September 25, 2009
WASHINGTON, DC--Referencing the venerable presidential speechwriter and New York Times columnist Michael Gerson, Congressman Frank Wolf of Virginia berated the Obama Administration for neglecting human rights concerns on Wednesday morning (September 23, 2009). His dynamic speech preceded President Obama's Speech to the UN that evening, in which the President pledged US commitment to siding with "those who stand up for freedom." Read the Congressman's remarks below:
Extensions of Remarks
HON. FRANK R. WOLF of Virginia
Wednesday, September 23, 2009
Administration Once Again Sidelines Human Rights
Mr. WOLF. Madam Speaker, I again rise to express my deep disappointment with the Obama administration’s sidelining of human rights in U.S. foreign policy.
I submit for the Record an op-ed from today’s Washington Post aptly titled “A Cold Shoulder to Liberty.” Columnist Michael Gerson writes of the administration’s snub of the Dalai Lama on his upcoming visit to the nation’s capital.
Two years ago, the Dalai Lama received the Congressional Gold Medal in the rotunda of the U.S. Capitol. President Bush personally presented it to him. I was there for the occasion where this man of peace and dignity was honored for his life’s work in promoting basic rights for his people.
Next month, the Dalai Lama will again visit Washington, but this time he will be denied a visit with President Obama lest it ruffle feathers in Beijing in the lead up to the president’s visit there in November.
I am reminded of another administration which declined to meet with a dissident for fear of souring an upcoming meeting. It was 1975, and Aleksandr Solzhenitsyn was set to visit Washington. Henry Kissinger led the charge in refusing him a meeting with President Ford, who was worried about upsetting Soviet leader Brezhnev prior to the upcoming summit.
Contrast this approach with President Reagan’s 1988 speech in defense of religious liberty at the ancient Danilov Monastery in Russia. In his remarks he had the courage to invoke a quote by Solzhenitsyn about the faith of the people of Russia. In so doing, he respectfully made the point that religious freedom is central to who we are as Americans, and as such our leaders will not be silenced on this score for fear of offending oppressive governments. I believe that history shows this administration could learn from that approach.
Sadly, the White House’s treatment of the Dalai Lama is not an isolated incident. Gerson notes, “…rebuffing the Dalai Lama is part of a pattern. Secretary of State Hillary Clinton has argued that pressing China on human rights ‘can’t interfere with the global economic crisis, the global climate change crisis and the security crisis…’” But this begs the question, what of the human rights crisis in China?

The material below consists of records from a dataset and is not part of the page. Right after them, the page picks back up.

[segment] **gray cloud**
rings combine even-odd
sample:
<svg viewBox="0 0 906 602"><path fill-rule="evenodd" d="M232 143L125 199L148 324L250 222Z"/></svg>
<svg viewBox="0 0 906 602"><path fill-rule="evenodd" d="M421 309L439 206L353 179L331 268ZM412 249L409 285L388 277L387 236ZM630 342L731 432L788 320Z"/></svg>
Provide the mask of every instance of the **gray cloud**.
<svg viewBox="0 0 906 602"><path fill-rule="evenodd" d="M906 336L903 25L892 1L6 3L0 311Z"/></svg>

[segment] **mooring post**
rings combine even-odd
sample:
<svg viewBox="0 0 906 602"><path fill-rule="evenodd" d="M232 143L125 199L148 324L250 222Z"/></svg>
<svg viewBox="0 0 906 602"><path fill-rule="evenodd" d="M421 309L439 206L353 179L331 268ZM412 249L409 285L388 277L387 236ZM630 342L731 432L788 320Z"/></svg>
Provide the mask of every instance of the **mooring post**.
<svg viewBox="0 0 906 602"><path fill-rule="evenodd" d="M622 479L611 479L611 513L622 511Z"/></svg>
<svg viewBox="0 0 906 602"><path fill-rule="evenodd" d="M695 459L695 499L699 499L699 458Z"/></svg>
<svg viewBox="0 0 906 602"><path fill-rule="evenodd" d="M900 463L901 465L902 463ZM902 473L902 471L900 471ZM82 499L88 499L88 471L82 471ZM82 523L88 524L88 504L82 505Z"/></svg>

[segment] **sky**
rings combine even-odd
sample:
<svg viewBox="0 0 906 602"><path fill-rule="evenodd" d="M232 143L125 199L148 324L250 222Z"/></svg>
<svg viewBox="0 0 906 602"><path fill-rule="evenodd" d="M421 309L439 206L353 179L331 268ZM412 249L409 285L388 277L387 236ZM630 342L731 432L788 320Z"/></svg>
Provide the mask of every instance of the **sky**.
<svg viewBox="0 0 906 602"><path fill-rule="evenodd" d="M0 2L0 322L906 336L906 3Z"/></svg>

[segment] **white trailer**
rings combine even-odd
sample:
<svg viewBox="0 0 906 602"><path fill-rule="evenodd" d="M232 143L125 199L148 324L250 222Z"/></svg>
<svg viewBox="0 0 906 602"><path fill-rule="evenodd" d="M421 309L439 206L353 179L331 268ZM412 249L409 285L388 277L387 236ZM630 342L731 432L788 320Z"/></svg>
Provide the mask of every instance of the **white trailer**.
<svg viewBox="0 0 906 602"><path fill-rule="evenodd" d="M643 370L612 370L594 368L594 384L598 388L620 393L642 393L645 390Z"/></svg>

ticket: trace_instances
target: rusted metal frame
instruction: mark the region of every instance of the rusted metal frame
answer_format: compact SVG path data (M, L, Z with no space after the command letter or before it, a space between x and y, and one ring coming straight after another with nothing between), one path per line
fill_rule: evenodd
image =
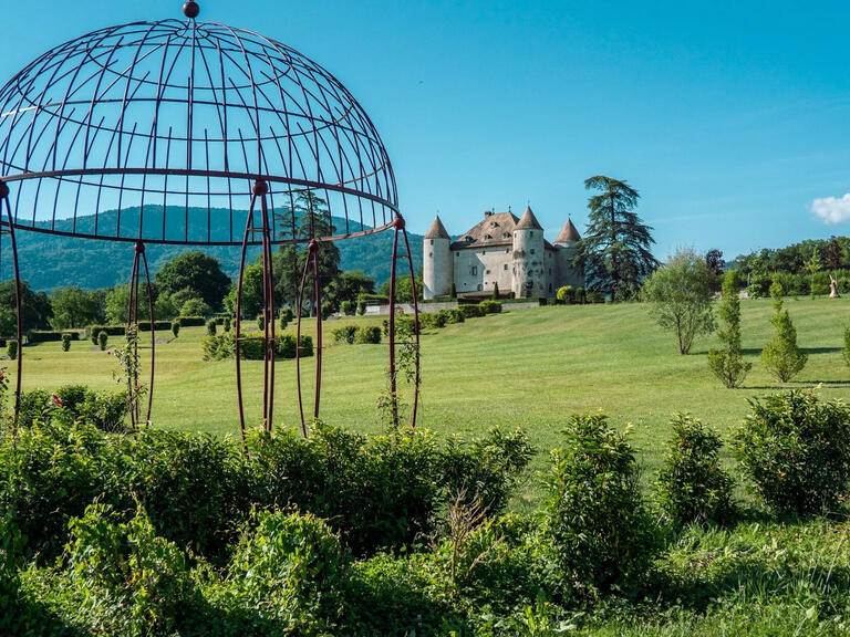
M396 217L396 219L398 219ZM393 414L393 427L398 427L398 394L395 377L395 288L396 288L396 261L398 259L398 226L393 226L393 255L390 265L390 405Z
M239 279L236 284L236 325L234 326L234 354L236 355L236 398L239 404L239 432L242 436L242 450L248 453L248 441L245 435L245 401L242 399L242 285L245 283L245 253L248 250L248 236L253 224L253 211L257 205L257 195L251 196L251 206L245 222L245 238L242 250L239 254Z
M411 255L411 242L407 240L407 230L404 219L402 220L402 236L404 237L404 248L407 251L407 265L411 271L411 293L413 294L413 333L415 342L415 376L413 384L413 407L411 408L411 429L416 428L416 415L419 406L419 386L422 384L422 356L419 349L419 303L416 300L416 273L413 269L413 257Z
M12 435L17 435L18 416L21 410L21 382L23 378L23 317L21 316L21 271L18 264L18 242L14 238L12 208L9 203L9 187L3 181L0 181L0 200L6 203L6 224L9 229L9 243L12 248L12 269L14 272L14 338L18 343L18 366L14 379L14 416L12 418Z
M315 240L310 241L307 258L304 259L304 271L301 274L301 285L298 288L298 307L296 313L296 386L298 390L298 413L301 417L301 434L307 438L307 421L304 420L304 403L301 393L301 314L304 306L304 285L307 283L307 273L310 268L310 260L317 251Z

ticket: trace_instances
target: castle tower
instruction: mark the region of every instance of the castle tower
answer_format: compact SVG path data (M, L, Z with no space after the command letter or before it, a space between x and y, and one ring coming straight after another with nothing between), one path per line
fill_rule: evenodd
M531 208L526 208L514 228L515 297L546 296L543 254L543 229Z
M576 243L581 241L581 234L572 224L572 219L567 218L558 238L554 240L556 260L558 267L557 286L572 285L573 288L584 286L584 274L572 265L572 258L576 255Z
M435 217L425 232L422 247L422 297L425 300L447 296L452 291L454 272L449 242L450 238L443 221L438 216Z

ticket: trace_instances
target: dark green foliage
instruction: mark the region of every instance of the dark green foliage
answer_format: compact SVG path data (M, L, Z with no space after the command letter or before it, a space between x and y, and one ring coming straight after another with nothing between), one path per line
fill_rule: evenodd
M154 275L159 293L175 294L189 290L214 310L230 289L230 278L221 271L218 261L204 252L183 252L173 258Z
M64 341L68 336L70 341L80 341L80 332L49 332L46 330L33 330L27 333L28 343L56 343Z
M740 279L737 270L729 270L723 278L723 300L717 310L719 326L717 340L721 347L708 351L708 367L728 388L739 387L753 364L744 361L740 348Z
M655 485L662 509L678 524L729 520L733 482L721 468L721 437L690 414L678 414L671 425Z
M781 513L835 511L850 479L850 409L809 390L750 406L735 450L758 495Z
M478 303L478 306L481 309L481 312L484 312L485 314L498 314L499 312L501 312L501 303L499 303L498 301L491 301L491 300L481 301L480 303Z
M633 583L655 547L634 452L601 414L573 416L547 477L547 532L563 594Z
M354 342L365 345L381 343L381 327L377 325L361 325L354 335Z
M774 297L776 313L770 324L776 333L761 351L761 363L767 370L781 383L788 383L799 374L809 359L809 355L797 346L797 330L791 323L788 310L782 310L782 301Z
M452 438L443 453L443 483L464 503L479 502L488 515L498 515L531 461L533 448L521 429L491 428L479 440Z
M604 290L615 301L638 294L642 281L657 267L650 251L651 227L633 211L640 195L625 181L602 175L584 181L599 190L588 202L590 222L577 243L573 263L590 286Z
M200 327L207 324L207 320L204 316L178 316L176 321L180 324L180 327Z
M93 345L97 345L97 334L106 332L110 336L124 336L127 333L125 325L90 325L89 337Z
M335 343L348 343L351 345L354 343L354 335L357 333L356 325L344 325L343 327L336 327L332 334Z

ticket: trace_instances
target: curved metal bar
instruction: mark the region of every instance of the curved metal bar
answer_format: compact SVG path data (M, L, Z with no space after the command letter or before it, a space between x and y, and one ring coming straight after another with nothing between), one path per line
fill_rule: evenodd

Just yesterday, the Associated Press reported that “China has closed Tibet to foreign tourists and deployed soldiers armed with machine guns in the streets of Beijing — part of a raft of stringent security measures ahead of the 60th anniversary of communist rule. Even kite-flying has been banned in the capital.” This is the government we are trying to curry favor with? I’d prefer to find common cause and solidarity with the people of Tibet, with the persecuted house church and Catholic bishops, with the repressed Falun Gong. The administration’s approach in China has been mirrored elsewhere at the expense of oppressed people the world over.
Gerson continues, “Overtures to repressive governments in Iran, Cuba, North Korea, Venezuela, Syria and Egypt have generally ignored the struggles of dissidents and prisoners in those nations. So far, the Obama era is hardly a high point of human rights solidarity.”
It seems we could also add Burma to that list. Today’s Post reports that “For the first time in nine years, the United States allowed Burma's foreign minister to come to Washington, a sign of softening U.S. policy toward the military junta that has run that Asian nation for nearly five decades.” The Post notes, “Under the 2003 Burmese Freedom and Democracy Act, the White House needs to approve a waiver to allow Burmese officials who are attending the U.N. General Assembly to travel more than 25 miles outside of New York.” On the reported eve of the administration’s much anticipated release of a Burma policy review, the waiving of this sanction for a major general in the Burmese Army, to essentially sight-see in Washington, sends the wrong message.
Earlier this week, the Post featured an article with the headline, “U.S. Faces Doubts About Leadership on Human Rights,” which reported, “as the U.N. General Assembly gets underway this week, human rights activists and political analysts say the new approach has undercut U.S. leadership on human rights issues.” I submit for the Record the entire article, which offers a grim but accurate assessment of this failed approach.
Martin Luther King Jr. famously said, "In the end, we will remember not the words of our enemies, but the silence of our friends." Are we not friends of the persecuted Coptic Christian in Egypt? Are we not friends of the North Koreans enslaved in the gulag? Are we not friends of the repressed Cuban or Iranian democracy activist?
The answer to all of these questions is a resounding yes, which makes this administration’s deliberate sidelining of human rights that much more devastating.